In Watkins, our Supreme Court determined that Harbour's stop of defendant was justified by his reasonable suspicion, which was based upon an anonymous tip and his own observations, following the tip, of the defendant. Watkins, 337 N.C. at 442-43, 446 S.E.2d at 70-71. The question in the present case is, however, whether a "tip" which is fabricated by a police officer may serve as a basis for an officer's reasonable suspicion.


Although reasonable suspicion is less stringent than probable cause, it nevertheless requires that statements from tipsters carry some "indicia of reliability." Alabama v. White, 496 U.S. 325, 332, 110 L. Ed. 2d 301, 310, 110 S. Ct. 2412 (1990). Because the evidence which supports a reasonable suspicion, like that supporting probable cause, must bear some "indicia of reliability," it follows that the evidence which will support reasonable suspicion, though it may be of a lesser "quantity or content" than that to support probable cause, White, 496 U.S. at 330, 110 L. Ed. 2d at 309, must be genuine and not contrived misstatements by law enforcement officers. See Franks v. Delaware, 438 U.S. 154, 57 L. Ed. 2d 667, 98 S. Ct. 2674 (1978) (misstatements and material omissions by government employees cannot legally support a determination of probable cause). Furthermore, "police cannot insulate officer's deliberate misstatement merely by relaying it through an officer-affiant personally ignorant of its falsity." Franks, 438 U.S. at 163, 57 L. Ed. 2d at 677 n.6.

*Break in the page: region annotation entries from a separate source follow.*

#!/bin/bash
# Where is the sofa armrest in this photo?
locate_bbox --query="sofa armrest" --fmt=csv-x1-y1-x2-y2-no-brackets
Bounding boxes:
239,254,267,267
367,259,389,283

In this case, Fowler orchestrated a situation which, after alerting a second officer who knew nothing of Fowler's actions, gave rise to another officer's reasonable suspicion. The facts upon which Harbour's reasonable suspicion were grounded were not genuine and the fact that he had no knowledge of Fowler's "trickery" does not attenuate his actions from Fowler's illegal actions. Franks, 438 U.S. at 163, 57 L. Ed. 2d at 677 n.6; see State v. Cooke, 54 N.C. App. 33, 45, 282 S.E.2d 800, 808 (1981), aff'd, 306 N.C. 132, 291 S.E.2d 618 (1982). Accordingly, the trial court properly granted defendant's motion to suppress.


Affirmed.


Judges MARTIN, Mark D., and MCGEE concur.